One such invention is called DuLight and is the latest protype from Chinese tech giant, Baidu. The device is tiny but packs a big punch for it can enable the blind to see!
How does DuLight work?
Well, the device has a tiny camera built into it, which can capture the image of whatever is positioned in front of you, whether that image is a human face, food or a computer. The device then transmits these images to a smartphone app, which, in turn, analyses the images and concludes what they depict. The app then generates an audio description of the image through to an earpiece being worn by you (a blind/sight impaired person).

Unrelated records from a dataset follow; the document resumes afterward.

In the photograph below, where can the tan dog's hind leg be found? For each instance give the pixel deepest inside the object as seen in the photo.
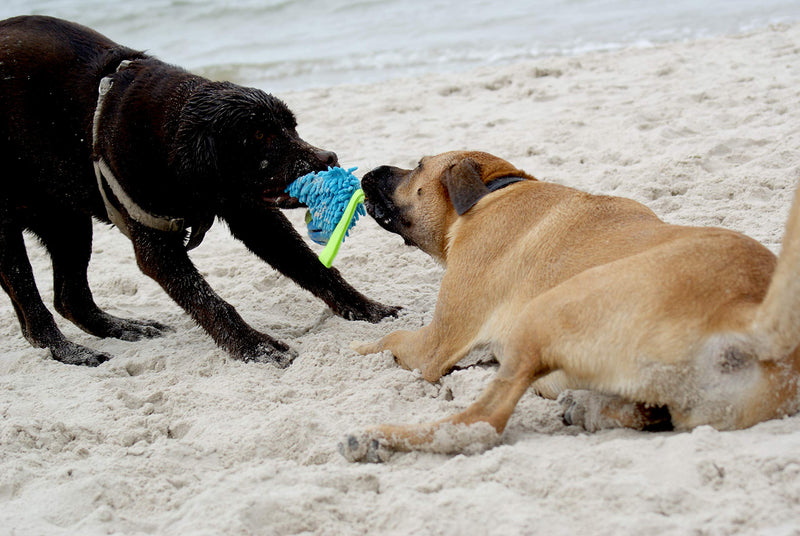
(480, 424)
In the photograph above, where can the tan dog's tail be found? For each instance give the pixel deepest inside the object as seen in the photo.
(777, 321)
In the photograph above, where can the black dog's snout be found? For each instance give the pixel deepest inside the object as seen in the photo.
(327, 158)
(383, 177)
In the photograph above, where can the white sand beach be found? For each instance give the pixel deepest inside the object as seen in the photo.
(174, 437)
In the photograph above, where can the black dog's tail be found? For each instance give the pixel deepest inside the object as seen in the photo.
(777, 321)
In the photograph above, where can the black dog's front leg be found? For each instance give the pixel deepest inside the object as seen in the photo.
(163, 257)
(268, 234)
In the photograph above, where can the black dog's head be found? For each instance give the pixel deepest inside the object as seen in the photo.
(246, 141)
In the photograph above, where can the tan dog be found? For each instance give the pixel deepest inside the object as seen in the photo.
(658, 324)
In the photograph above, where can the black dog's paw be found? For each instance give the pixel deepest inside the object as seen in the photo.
(364, 447)
(371, 311)
(268, 351)
(70, 353)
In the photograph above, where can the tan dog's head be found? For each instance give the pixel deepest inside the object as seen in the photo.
(421, 204)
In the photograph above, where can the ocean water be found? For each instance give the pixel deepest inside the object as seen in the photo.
(282, 45)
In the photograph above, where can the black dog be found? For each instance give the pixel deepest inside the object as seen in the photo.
(89, 128)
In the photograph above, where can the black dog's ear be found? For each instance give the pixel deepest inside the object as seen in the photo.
(464, 185)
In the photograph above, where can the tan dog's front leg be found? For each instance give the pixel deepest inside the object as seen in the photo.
(479, 425)
(424, 349)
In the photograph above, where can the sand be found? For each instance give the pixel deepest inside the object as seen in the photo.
(174, 437)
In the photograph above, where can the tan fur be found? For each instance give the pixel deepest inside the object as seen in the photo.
(578, 291)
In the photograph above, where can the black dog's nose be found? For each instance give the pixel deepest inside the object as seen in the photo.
(328, 158)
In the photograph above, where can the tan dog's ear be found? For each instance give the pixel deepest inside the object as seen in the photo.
(464, 185)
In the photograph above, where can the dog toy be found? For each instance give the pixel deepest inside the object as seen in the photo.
(335, 200)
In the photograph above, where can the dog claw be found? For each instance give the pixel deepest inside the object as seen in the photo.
(364, 448)
(277, 354)
(70, 353)
(373, 312)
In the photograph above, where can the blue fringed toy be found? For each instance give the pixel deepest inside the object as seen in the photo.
(335, 201)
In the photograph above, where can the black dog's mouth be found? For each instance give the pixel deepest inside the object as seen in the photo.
(281, 200)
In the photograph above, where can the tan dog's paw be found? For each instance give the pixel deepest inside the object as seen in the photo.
(365, 348)
(595, 411)
(364, 447)
(585, 409)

The prototype uses a technology known as deep learning. It works via the process of a huge number of digital images being fed through Baidu’s online neural network. Eventually, if enough are fed through, the neural networks learn how to identify the images. The images can be of simple things such as clouds, right through to words as well as human faces.
Of course, DuLight is still at prototype stage, so it is not working the way it eventually will do. Nonetheless, it clearly shows how machines are becoming ever more advanced and how we are becoming ever more used to the idea that eventually they will be able to view and actually understand their own surroundings.
Deep learning technology
Baidu is not, of course, the first to use this technology. Other companies such as Google, Microsoft and Facebook also use neural networks in order to help you search for and identify a range of things, from people to places. The technology helps your smartphone assistant answer your questions and respond to your commands. Many will also be familiar with Facebook’s face recognition feature, as well as Skype’s instant language translation feature. Both of which are based on deep learning technology.
Neural nets are, more and more, becoming used to the many different methods of perception that humans use on a daily basis, even the way we speak. For instance Google has recently created a chatbot that can hold a conversation with a human simply from having been fed various movie dialogues into its memory. The chatbot learns how to respond to questions posed to it from the movie dialogues it has been fed.
There is no doubt that deep learning technology will advance a lot in the year ahead, especially with tech giants, such as Google and Facebook on side to its continuing development. For instance Google recently made the move to open source the software engine that drives its own deep learning services, and Facebook has now open sourced its designs for its own hardware server that drives its deep learning work.
Indeed, it seem that Google started the ball rolling for not long after it made its own announcement, Facebook made its announcement, and a day later, OpenAI, a $1 billion non-profit was announced by a group, which is led by Elon Musk (Tesla Motors founder) and Sam Altman (President of Y Combinator).
They announced that the non-profit would be open to sharing all of the research and technology they have on AI with the rest of the world. This news is, of course, big in its own right but more so because Ilya Sutskever, a former AI researcher at Google, is overseeing it. The non-profit has also been pitched as something that will help protect the world from the dangers of AI, i.e. of AI coming too powerful and beyond the control of humans.
There will always be those who worry about the dangers of AI, and there is no doubt that these dangers should be considered carefully. However, although AI has come on leaps and bounds over the past few years, we are still many years away from it being powerful enough to be classed as super-human AI. For now, we should be focused on the extreme good that the technology can do, such as with DuLight.
So for those who don’t believe AI is real yet, you only have to look at the features Facebook, Microsoft and Google are already experimenting with to see it is real and already! There may still be some way to go before it reaches its peak but it is here and most people will be using it on a daily basis, perhaps without even realising exactly what it is they are using.